Nobody told her, when she joined the Riviera Express from school, it could be this dull – and in the fortnight before Christmas, too! All she had to look forward to for the rest of the afternoon was writing up the tide tables, sorting out the church brass-cleaning roster, and finally doing something about the Bedlington Crochet Club’s seasonal chef d’oeuvre , a knitted Madonna and child complete with manger, now lopsidedly adorning the font in St Margaret’s Church.
‘Ye jest don’ get the quality of writer down here, girrlie. Now Cassandra of the Daily Mirror – that’s quality for ye!’
As she half listened to the Glaswegian’s monody she struggled to think of an intro. How many thousand stitches, she drearily thought, would it take to make a knitted Madonna? Wait a minute – I could turn that into the New Year quiz!

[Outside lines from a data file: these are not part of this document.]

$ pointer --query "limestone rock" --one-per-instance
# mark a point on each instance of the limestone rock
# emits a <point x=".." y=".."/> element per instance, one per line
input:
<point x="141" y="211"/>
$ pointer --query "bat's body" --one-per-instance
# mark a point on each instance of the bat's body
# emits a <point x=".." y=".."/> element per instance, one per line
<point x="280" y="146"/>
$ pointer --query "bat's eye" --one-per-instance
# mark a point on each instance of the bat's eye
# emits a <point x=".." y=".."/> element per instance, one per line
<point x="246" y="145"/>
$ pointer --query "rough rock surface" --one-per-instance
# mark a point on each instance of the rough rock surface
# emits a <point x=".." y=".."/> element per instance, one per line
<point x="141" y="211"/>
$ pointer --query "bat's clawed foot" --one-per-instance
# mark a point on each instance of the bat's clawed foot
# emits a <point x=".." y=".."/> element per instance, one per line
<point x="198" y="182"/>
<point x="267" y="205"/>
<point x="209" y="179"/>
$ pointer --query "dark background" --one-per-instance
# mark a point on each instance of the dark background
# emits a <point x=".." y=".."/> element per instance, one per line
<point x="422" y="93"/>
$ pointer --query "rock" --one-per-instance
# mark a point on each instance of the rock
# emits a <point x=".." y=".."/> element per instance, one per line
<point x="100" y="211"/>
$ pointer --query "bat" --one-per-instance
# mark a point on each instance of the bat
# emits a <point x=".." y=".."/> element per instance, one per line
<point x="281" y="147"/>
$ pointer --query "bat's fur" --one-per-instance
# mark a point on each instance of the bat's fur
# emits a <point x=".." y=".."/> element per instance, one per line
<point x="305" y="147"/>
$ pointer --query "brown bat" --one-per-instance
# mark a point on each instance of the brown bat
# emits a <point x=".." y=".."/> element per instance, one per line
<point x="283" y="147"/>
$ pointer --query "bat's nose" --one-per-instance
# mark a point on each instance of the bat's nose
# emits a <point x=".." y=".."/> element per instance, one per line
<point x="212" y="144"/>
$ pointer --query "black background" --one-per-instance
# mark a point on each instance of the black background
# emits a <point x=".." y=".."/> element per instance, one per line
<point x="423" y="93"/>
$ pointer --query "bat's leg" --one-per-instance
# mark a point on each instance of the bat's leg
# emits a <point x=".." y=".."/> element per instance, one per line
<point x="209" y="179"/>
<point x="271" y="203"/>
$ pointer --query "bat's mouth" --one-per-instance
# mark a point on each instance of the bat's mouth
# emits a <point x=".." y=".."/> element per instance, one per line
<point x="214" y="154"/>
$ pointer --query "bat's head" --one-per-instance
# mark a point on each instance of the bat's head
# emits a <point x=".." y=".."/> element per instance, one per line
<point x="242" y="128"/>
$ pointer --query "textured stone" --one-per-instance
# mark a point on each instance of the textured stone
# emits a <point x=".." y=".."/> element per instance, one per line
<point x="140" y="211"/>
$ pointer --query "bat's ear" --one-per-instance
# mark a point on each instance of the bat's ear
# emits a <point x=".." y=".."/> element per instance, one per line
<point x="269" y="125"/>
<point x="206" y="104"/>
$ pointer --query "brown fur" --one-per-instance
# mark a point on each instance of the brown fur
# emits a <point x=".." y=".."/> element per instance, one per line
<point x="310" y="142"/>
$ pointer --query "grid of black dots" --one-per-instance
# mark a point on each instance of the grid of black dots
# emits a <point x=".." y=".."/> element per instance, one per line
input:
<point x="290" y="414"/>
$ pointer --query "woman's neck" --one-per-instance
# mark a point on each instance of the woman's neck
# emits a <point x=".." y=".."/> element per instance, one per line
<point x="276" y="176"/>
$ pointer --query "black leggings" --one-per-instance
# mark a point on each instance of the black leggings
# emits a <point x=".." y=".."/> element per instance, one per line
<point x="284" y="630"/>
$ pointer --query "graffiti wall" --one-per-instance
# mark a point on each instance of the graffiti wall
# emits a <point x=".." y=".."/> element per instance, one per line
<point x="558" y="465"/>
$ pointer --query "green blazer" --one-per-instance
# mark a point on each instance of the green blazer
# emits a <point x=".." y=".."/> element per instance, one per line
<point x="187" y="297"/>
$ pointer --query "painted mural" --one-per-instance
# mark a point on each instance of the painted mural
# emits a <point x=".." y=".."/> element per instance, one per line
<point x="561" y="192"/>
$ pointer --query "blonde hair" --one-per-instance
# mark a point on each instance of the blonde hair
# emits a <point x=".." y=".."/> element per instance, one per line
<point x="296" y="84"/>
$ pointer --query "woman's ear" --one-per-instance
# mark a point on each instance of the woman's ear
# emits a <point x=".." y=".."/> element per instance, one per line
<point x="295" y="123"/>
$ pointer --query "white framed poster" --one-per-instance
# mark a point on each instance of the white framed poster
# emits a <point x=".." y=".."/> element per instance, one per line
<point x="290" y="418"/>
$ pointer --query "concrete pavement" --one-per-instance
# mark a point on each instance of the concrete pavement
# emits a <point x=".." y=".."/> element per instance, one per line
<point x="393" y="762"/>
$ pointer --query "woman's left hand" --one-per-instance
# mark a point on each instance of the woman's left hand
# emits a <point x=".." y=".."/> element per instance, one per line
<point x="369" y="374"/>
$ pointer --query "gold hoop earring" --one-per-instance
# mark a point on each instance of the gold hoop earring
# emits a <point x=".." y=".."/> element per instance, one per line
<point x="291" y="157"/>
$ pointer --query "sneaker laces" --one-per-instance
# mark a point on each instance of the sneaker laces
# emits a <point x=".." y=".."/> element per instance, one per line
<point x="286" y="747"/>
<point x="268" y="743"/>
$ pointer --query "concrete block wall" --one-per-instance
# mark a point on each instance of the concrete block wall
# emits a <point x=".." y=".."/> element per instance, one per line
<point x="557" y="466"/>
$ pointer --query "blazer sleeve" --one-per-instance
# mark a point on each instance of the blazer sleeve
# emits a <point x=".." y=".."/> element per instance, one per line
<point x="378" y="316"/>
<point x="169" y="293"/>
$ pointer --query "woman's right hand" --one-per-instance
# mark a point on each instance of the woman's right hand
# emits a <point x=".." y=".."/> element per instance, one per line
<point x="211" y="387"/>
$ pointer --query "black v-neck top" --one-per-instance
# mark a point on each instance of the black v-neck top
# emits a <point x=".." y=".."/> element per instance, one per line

‘Ye ever read his description of Liberace? So brilliant I know it by heart.’
‘Liberace?’
‘The singer, girrlie, the singer!’
Betty nodded absently. She was actually thinking about whether to take the train up to Exeter for the annual Pens ’n’ Lens Club party – though it usually ended, like all journalistic gatherings with added lubricant, in backstabbing and recrimination. She hated it, too, when people she hadn’t seen for a month or so asked after the wrong boyfriend. Betty got through men like a hot knife through butter, or it was the other way round.
Ross licked his lips and looked into the middle distance. ‘ This deadly winking, sniggering, snuggling, chromium-plated, scent-impregnated, luminous, quivering, giggling, fruit-flavoured, mincing, ice-covered heap of mother love ,’ he recited. ‘That’s Cassandra for ye! Sheer genius! Ayyyy, girrlie, have you ever tried your hand at writing something like that? Ye ought, ye know.’
‘The chap who typed that got sued. And his newspaper. And his editor. Are you suggesting we put that kind of stuff in the Riviera Express, Mr Ross?’
The chief sub suddenly found something more interesting to occupy his time.
Just then a heavy thudding noise proclaimed the approach of Rudyard Rhys, bewhiskered editor of the Rivera Express, stalking down the office in his heavy brogue shoes. You could tell that he too had yet to catch the Christmas spirit.